Analysts had expected losses of around €35m for the three months to the end of December 2009 compared with losses of €118.8m a year earlier.
The airline raised its full-year profit forecast pushing its shares up almost 6.7% to €3.58 at close yesterday.
Ryanair chief financial officer, Howard Millar said Ryanair is likely to be the only profitable airline this year.
It has however pushed out by a year its profit target of €800m by 2012.
Mr Millar said the airline has never received an offer for its Aer Lingus stake but added that if the price was right the airline would sell the near 30% shareholding. He added that the airline has “no regrets” about taking such a large stake in the airline.
Ryanair also has no plans to invest in other airlines and it is understood that there is no truth is reports it has offered to buy an equity stake in Brazilian airline, WebJet.
Net income is likely to be around €275m in the year ending March 31, compared with earlier forecasts of earnings at the “lower end” of a €200m to €300m range.
Mr Millar refused to give a guidance on yields for the coming financial year but confirmed prices in Ireland would go up as passengers absorb the air travel tax.
Deputy chief executive, Michael Cawley said however that as the airline’s rate of growth moderates, its fares, or fare reductions, will moderate and there may be some fare increases sooner than might otherwise have been expected.
Yields, a measure of average ticket prices, fell by 12% in the third quarter, less than the 20% Ryanair had forecast.

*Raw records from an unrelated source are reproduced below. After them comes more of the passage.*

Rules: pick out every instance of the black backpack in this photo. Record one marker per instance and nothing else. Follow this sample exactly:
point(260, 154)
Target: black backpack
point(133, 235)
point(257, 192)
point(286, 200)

The company expects fares to drop by 15% for the full year.
Ryanair chief executive, Michael O’Leary said the airline’s Irish routes are the least profitable because they are the most costly.
“All of our expansion is driven by the cost focus,” he said.
Sales including ancillary revenue rose 1.2% to €611.9m. Fuel costs fell 37% from a year earlier to €207m.
Ryanair is reining in its growth strategy following the collapse of talks with Boeing on an order for as many as 200 of the manufacturer’s 737-model planes. The carrier will still add 112 of the Boeing aircraft in the next three years, expanding its fleet by almost 50%.
Mr O’Leary also said there are no plans to expand at Gatwick airport.
“Unless someone like British Airways announced they were giving up Gatwick, I doubt we’d get a lot of slots at Gatwick,” he said.
He also confirmed that the airline suffered significant snow disruption in Ireland and Britain last month.